Mexico eats the midnight grapes at its own pace
In Mexico, just like the rest of Latin America, people ring in the New Year with parties and joy, and they also share the Spanish tradition of wearing colored undergarments and attending mass to receive a blessing. Grapes are also eaten at midnight, but the difference is that the pace is not set by a television show; instead, a wish is made before every grape. People searching for love wear red undergarments, while those who want a ritual for money choose to wear yellow instead.

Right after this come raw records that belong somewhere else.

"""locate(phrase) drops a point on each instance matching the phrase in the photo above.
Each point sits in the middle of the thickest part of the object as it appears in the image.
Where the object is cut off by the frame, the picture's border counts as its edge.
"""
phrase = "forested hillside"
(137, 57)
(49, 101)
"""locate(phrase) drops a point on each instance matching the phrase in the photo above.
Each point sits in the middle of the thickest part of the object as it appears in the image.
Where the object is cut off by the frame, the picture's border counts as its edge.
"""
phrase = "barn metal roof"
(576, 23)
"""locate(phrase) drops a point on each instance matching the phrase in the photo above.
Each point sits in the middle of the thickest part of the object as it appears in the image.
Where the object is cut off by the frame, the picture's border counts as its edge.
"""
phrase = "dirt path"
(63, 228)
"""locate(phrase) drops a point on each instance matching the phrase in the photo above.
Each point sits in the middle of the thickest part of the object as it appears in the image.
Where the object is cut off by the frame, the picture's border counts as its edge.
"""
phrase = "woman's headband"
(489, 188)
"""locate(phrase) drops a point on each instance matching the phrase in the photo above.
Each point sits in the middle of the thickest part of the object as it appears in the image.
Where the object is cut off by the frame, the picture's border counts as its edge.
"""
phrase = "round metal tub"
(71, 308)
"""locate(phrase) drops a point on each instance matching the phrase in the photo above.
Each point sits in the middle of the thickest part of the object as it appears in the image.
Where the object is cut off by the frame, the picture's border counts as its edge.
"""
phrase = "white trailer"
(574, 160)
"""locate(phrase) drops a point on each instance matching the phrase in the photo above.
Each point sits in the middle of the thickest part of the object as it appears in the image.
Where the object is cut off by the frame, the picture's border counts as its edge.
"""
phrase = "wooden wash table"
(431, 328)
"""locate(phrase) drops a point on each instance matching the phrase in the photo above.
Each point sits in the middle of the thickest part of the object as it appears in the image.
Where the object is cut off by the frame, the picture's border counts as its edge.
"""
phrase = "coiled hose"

At midnight, Mexicans sweep their home to shoo away anything bad from the old year, and just like in Ecuador, they also take a stroll with a suitcase if their wish is to travel more. A tradition that can only be found in certain parts of Mexico is the idea of hanging a toy lamb inside the home above the front door to ensure abundance. The country also shares with Peru and Venezuela the tradition of making a rag doll and setting it on fire to symbolize getting rid of any negative energy from the past year.
Puerto Rico and a wet New Year
When the clock strikes twelve, Puerto Ricans fill pots and pans with water and toss it through the front door of their home. Some families even pour buckets of water through the window on New Year’s Eve to wash away their problems. Another Puerto Rican custom is to listen to El Brindis del Bohemio (A Bohemian Toast), a traditional poem that can be recited or sung and has a hint of sadness despite being used for good luck.
Countless New Year’s superstitions in Colombia
Colombia has a wide array of superstitions, such as standing at midnight to ensure money, luck and health; slamming the door to ward off evil spirits from the home; eating the twelve grapes; and taking a packed suitcase around the block in order to travel during the upcoming year. Wearing yellow is one of the most popular New Year’s Eve rituals because it brings good luck, and just like Peruvians and Ecuadorians, Colombians also make dolls that are then burned. One of the differences is that in Colombia they are stuffed with fireworks and placed along the road to welcome the New Year with colorful sparks that fill the night sky.
Nicaragua also features flames on New Year’s
Nicaragua has a tradition that is becoming increasingly popular: the popular burning of “El Viejo” or “La Vieja”, in which dolls made of wood and cotton are dressed in old clothing and usually appear to be smoking or drinking alcohol. Just like in other Latin American countries with similar customs, the idea consists of leaving behind the bad and starting 2018 with a clean slate. Superstitious Nicaraguans who are less traditional fill their house with the scent of cinnamon to ensure a peaceful home life and to ward off any tension or stress. Nicaragua also has other New Year’s rituals, such as sweeping away any negative energy from the home, holding the midnight toast in the right hand (even if the person is left-handed), and hopping three times with the right foot for good luck throughout the year.
New Year’s rituals in Guatemala
Anyone in Guatemala who owns a piece of jewelry, preferably made of gold, must use it to welcome the New Year according to the belief that this ritual will bring money and prosperity. At noon on January 1st, Guatemalans step outside to look at the sky and count the clouds as they silently pray; the total number represents the money they will win throughout the coming year. The New Year’s Eve suitcase ritual is also very popular in this country, although Guatemalans pack them with clothing and place them behind the front door so the family will have trips and positive experiences that year.
It is believed that Guatemalan children must ring in the New Year with something new or they will not have new clothing the entire year. This has become a custom at the start of every school year, when children show off their new clothing and materials to ensure good grades.